能力が低いという判断の沈黙ではなかった。彼女は三週間前、俺に言った——標準的な四属性の外にある力に親和性を持つ個体が存在する。その後、今日、俺の手元を見た。震えていた。普通の魔力伝導の実習で、候補生の手が震えることはない。疲れるかもしれないが、震えない。俺の手が震えたのは、流そうとした魔力とは別の何かを同時に抑制していたからだった。


シャーンはそれを知っている。


知っていて、何も言わなかった。


授業が終わった後、廊下でブレンが隣に来た。「顔色が悪かったぞ、途中」


「集中していた」


「そういう集中の仕方をするのか。出力は少なかったのに、俺より疲れてそうだったぞ」


「量ではなく、別のことに集中していた」


ブレンはしばらく俺を見た。「何か困ってることがあったら言えよ」と彼は言った。いつもの大声ではなかった。少し低い声で言った。「俺は頭が悪いから理屈では力になれないかもしれないけど、体で動ける方向なら力になれるから」


俺は少し驚いた。そういうことを言う人間だと思っていなかった。思っていなかったのは、俺がブレンをまだ表面しか見ていなかったからかもしれなかった。


「ありがとう」と俺は言った。


ブレンは笑った。「お前が「ありがとう」って言うの初めて聞いた気がする」と言った。大声に戻っていた。廊下に響いた。


俺は何も言わなかった。ブレンの言う通りかもしれなかった。


図書室への廊下は、他の廊下と音の響き方が違った。


沈黙の回廊、と誰かが呼んでいた。音が吸われる廊下だった。足音が立てても消えた。声が届かなかった。石の壁が普通の石より音を吸収する性質を持っているのか、あるいは設計がそうなっているのか、俺には分からなかった。ただ、この廊下を通るたびに、学院の他の場所と違う空気があった。


実習の疲れを引きずったまま、廊下を歩いた。


戦術学のレポートを仕上げるために参考資料が必要だった。今週の課題——包囲戦での補給線の遮断。ヴェラが出した課題は毎回、地図と数字だけで答えが出るものではなかった。地形の読み方、季節、輸送手段の種類——複数の変数が絡む。俺のアプローチはいつも同じだった。変数を全部書き出して、優先順位をつけて、最も効率的な解を探す。


ただ今回、提出前に読み返して、少し間を置いた。


俺の答えは常に「終わらせること」に向かっていた。補給を断つ。退路を塞ぐ。残存戦力をゼロにする。それは戦術として正しかった。ただ、俺の答えには余白がなかった。敵の降伏を許す退路も、兵士の逃げ道も、俺の計算には入っていなかった。全部を完全に終わらせることだけを、俺の答えは目指していた。


なぜそうなるのかを考えた。


父さんの本の一文が来た。誰も引き受けたがらないものを引き受けているだけだ。 終わらせることが俺の体の中にあった。戦術学のレポートに出てきたのは、その体の論理が文字になっただけだった。


そのことを考えながら、廊下を歩いた。


図書室に入ると、ジオが棚の整理をしていた。


三十年ここにいる人間が棚を整理するとき、本を探している動きではなく、居場所を確認している動きをする。ジオの手の動きがそうだった。ここにあるべきものがここにある、という確認。それが終わると次の棚へ移る。作業ではなく巡回に近い動き方だった。

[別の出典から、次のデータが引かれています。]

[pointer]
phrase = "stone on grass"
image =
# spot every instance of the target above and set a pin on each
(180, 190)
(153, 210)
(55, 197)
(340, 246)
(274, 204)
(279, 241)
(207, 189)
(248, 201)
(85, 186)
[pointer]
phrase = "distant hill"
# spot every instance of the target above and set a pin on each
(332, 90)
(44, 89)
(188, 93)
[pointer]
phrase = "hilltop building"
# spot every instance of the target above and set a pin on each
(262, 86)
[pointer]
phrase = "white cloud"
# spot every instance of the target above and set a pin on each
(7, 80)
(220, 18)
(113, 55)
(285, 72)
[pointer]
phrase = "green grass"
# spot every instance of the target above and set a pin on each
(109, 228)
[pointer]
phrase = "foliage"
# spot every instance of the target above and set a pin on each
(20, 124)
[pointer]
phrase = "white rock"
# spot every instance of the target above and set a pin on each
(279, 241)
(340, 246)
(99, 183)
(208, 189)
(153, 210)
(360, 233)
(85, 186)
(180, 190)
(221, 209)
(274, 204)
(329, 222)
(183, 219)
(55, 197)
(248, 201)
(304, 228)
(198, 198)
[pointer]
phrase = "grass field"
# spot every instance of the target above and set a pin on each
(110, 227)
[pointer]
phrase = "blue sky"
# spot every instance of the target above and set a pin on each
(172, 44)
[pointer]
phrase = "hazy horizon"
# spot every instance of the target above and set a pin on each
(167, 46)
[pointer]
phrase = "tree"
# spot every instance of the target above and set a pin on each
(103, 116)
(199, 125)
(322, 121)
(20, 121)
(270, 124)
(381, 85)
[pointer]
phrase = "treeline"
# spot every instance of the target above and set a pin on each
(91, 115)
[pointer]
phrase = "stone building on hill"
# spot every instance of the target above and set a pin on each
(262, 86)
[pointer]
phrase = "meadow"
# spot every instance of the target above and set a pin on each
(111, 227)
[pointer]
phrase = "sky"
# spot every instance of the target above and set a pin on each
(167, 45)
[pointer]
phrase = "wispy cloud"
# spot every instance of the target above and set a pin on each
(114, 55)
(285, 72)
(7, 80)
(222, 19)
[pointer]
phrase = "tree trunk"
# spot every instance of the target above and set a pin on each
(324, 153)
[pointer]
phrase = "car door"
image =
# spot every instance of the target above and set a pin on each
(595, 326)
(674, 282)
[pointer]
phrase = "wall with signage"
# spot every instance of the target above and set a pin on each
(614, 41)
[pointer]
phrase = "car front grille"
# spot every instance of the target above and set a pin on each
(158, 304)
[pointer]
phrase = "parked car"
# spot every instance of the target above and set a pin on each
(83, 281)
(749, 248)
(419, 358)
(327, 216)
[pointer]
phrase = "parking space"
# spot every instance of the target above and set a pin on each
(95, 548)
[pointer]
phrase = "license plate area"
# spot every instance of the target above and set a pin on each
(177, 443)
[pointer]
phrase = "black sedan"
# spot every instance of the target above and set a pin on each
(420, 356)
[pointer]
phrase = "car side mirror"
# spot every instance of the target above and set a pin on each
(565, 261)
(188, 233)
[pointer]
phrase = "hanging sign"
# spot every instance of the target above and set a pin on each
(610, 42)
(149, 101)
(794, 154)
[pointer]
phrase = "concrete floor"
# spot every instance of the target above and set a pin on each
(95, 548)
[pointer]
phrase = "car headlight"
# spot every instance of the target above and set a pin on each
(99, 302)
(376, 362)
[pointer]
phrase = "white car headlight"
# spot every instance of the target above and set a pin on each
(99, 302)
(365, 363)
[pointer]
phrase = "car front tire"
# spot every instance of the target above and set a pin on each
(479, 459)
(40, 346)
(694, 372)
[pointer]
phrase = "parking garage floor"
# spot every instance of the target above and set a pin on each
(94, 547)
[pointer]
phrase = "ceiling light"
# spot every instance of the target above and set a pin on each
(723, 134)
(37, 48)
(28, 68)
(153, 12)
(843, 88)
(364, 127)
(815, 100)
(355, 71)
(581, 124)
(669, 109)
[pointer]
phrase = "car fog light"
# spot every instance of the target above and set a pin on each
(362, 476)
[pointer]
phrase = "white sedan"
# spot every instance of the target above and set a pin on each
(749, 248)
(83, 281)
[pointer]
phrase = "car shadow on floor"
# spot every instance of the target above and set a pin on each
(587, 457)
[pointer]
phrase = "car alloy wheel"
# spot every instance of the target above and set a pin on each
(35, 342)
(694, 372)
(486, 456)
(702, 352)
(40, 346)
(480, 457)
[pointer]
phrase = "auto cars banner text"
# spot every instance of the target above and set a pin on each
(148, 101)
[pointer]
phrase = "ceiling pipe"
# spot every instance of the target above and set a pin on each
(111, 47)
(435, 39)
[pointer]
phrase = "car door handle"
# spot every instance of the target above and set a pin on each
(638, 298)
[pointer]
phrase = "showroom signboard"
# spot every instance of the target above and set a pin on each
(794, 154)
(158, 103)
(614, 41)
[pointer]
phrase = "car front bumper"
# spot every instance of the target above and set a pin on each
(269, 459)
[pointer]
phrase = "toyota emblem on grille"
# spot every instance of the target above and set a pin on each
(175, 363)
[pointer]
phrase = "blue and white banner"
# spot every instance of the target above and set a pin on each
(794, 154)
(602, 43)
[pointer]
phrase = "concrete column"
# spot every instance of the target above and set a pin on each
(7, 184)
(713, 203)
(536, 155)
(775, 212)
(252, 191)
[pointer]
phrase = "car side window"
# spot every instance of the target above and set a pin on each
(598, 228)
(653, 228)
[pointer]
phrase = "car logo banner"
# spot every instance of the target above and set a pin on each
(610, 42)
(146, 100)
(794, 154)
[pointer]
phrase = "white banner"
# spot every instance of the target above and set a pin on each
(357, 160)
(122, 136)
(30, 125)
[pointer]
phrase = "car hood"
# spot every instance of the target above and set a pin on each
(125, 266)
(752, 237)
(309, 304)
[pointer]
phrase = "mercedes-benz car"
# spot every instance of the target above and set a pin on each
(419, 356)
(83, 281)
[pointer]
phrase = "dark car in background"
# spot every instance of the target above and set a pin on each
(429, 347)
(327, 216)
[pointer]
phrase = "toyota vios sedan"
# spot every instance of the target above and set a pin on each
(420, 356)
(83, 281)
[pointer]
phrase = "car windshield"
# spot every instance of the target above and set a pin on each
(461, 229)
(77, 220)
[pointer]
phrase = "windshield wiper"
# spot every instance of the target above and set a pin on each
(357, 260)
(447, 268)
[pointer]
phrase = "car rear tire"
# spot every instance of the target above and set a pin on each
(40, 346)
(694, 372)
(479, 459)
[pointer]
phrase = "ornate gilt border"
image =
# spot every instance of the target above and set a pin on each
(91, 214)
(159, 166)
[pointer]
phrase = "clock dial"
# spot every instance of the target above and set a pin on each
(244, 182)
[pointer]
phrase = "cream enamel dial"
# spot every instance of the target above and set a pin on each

ジオが俺を見た。一秒だけ。目が合った。何かを知っている目だった。いつもそうだった。ジオの目には常に、何かを知っている人間の静けさがあった。何を知っているかを俺はまだ確かめられていなかった。


「資料が必要か」とジオは言った。


「包囲戦の戦術書を」


ジオは黙って、別の棚に向かった。俺がついていくと、一冊の背表紙を指で示した。古い本だった。著者の名前が読めないくらい背表紙が擦れていた。「これが一番詳しい。古いが、原則は変わらない」それだけ言って、巡回に戻った。


俺はその本を抜いて、席に持っていこうとした。


そのとき、奥の棚の前にセリアがいた。


彼女は本を開いたまま立っていた。読んでいるのか、考えているのかが分からない立ち方だった。本に視線が向いていたが、目が動いていなかった。ページを読む目ではなく、別のことを考えながら手に本を持っている人間の目だった。